Também houve aceleração da inflação, de acordo com o Índice Geral de Preços – Disponibilidade Interna (IGP-DI), divulgado pela Fundação Getúlio Vargas (FGV), que avançou para 1,53%, após subir 0,44% no mês anterior, intensificando a alta de preços em 12 meses, que passou de 10,7% em dezembro para 11,65% em janeiro.

A disparada do preço do dólar em janeiro, que ultrapassou a “barreira” dos R$ 4,00, devido a fatores internos e externos, gerou pressões sobre os custos das matérias primas, principalmente no caso das agrícolas (IPA AGRO), fazendo o Índice de Preços ao Produtor Amplo (IPA), principal componente do IGP-DI, acelerar em termos anuais entre dezembro e janeiro de 11,31% para 12,87%, respectivamente.

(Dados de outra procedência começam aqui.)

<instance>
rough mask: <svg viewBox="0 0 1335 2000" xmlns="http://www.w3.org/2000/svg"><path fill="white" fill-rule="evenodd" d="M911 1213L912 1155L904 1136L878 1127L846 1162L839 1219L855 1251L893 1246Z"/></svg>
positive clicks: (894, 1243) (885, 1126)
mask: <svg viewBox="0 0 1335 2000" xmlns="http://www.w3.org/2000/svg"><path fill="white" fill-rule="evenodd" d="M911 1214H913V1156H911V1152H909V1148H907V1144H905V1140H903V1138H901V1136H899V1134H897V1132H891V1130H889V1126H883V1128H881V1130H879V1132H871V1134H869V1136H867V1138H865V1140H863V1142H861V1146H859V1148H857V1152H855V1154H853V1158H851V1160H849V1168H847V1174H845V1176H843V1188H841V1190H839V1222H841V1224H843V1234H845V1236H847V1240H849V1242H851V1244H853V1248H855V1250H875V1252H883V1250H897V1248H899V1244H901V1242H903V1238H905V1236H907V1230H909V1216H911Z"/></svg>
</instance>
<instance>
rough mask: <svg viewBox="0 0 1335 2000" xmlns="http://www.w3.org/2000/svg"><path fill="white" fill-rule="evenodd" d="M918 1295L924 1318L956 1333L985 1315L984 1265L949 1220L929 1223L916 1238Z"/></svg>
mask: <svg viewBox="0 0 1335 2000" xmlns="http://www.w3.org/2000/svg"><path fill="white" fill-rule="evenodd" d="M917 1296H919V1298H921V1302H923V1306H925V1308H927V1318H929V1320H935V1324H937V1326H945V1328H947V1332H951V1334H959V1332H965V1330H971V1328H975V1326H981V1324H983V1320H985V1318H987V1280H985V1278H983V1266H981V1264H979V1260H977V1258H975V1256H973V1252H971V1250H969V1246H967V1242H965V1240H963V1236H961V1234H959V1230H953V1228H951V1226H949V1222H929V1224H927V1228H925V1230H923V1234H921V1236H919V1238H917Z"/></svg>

Em síntese, apesar de 2016 se iniciar com inflação ainda mais elevada do que a registrada no final do ano passado, a perspectiva é de desaceleração durante os próximos meses, principalmente devido à anunciada redução das tarifas elétricas, à expectativa de relativa acomodação do câmbio e à descompressão dos preços dos serviços, refletindo a queda no consumo provocada pelo cenário recessivo.